- Born: Hendrika Cornelia Scott 1939
- Died: February 2016 (aged 76–77)
- Awards: Fellow Royal Society of South Africa

Academic background
- Alma mater: Stellenbosch University
- Thesis: Sesquilinear Curves in Desarguesian Planes
- Doctoral advisor: Kurt-Rüdiger Kannenberg

Academic work
- Discipline: Mathematics
- Sub-discipline: graph theory
- Institutions: University of KwaZulu-Natal, University of Cape Town

= Henda Swart =

South African mathematician

Hendrika Cornelia Scott (Henda) Swart FRSSAf (born 1939, died February 2016 [age 77-78]) was a South African mathematician, a professor emeritus of mathematics at the University of KwaZulu-Natal and a professor at the University of Cape Town

== Personal life ==
Born Hendrika Cornelia Scott, she married John Henry Swart. They had three children Christine, Sandra and Gustav.

== Career ==
Swart began teaching at the University of Natal in 1962. She was the first person to earn a doctorate in mathematics from Stellenbosch University, in 1971, with a dissertation on the geometry of projective planes supervised by Kurt-Rüdiger Kannenberg. In 1977, her research interests shifted from geometry to graph theory, which she continued to publish in for the rest of her career.

She was the editor-in-chief of the journal Utilitas Mathematica, and was vice president of the Institute of Combinatorics and its Applications. In 1996 she became a fellow of the Royal Society of South Africa.

Swart was a part-time lecturer at the University of Cape town from 2014 until her death.

== Publications ==
She published under the name Henda C Swart. She published nearly 100 papers from 1980 to 2018.

== Research ==

Swart began her research career in projective geometry, completing her doctoral thesis on Desarguesian planes at Stellenbosch University. During a sabbatical at the University of New Mexico in the late 1970s, she developed an interest in graph theory after attending lectures by Roger C. Entringer. This marked a change in her research direction, and graph theory became the principal focus of her work for the remainder of her career.

== Contributions ==

Swart's research covered several areas of graph theory, including graph vulnerability, distance-related graph parameters and domination theory.
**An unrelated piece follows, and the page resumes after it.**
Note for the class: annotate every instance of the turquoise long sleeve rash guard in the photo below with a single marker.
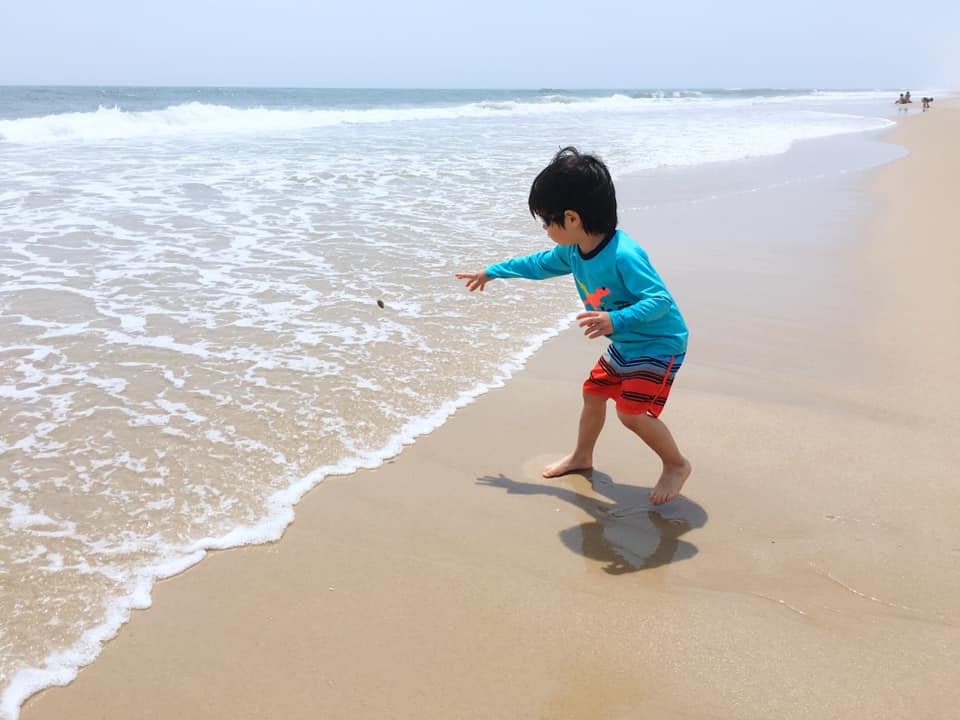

She also introduced undergraduate and postgraduate courses in graph theory, design theory, geometry and information security at the University of Natal, helping to establish graph theory as an active research area in South Africa.

== Mentorship ==

Throughout her career, Swart supervised more than twenty master's and doctoral students. Several of her former students later became academics and researchers, and she was widely recognised for encouraging young mathematicians to pursue research careers in graph theory.

== Professional service ==

Swart served as Editor-in-Chief of Utilitas Mathematica and as Vice-President of the Institute of Combinatorics and its Applications. She also served on the Committee of the African Mathematical Union and represented South Africa in international mathematical organisations.

== Honours ==

Swart was elected a Fellow of the Royal Society of South Africa in 1996 in recognition of her contributions to graph theory, mathematics education and research leadership. She later became Professor Emerita at the University of KwaZulu-Natal.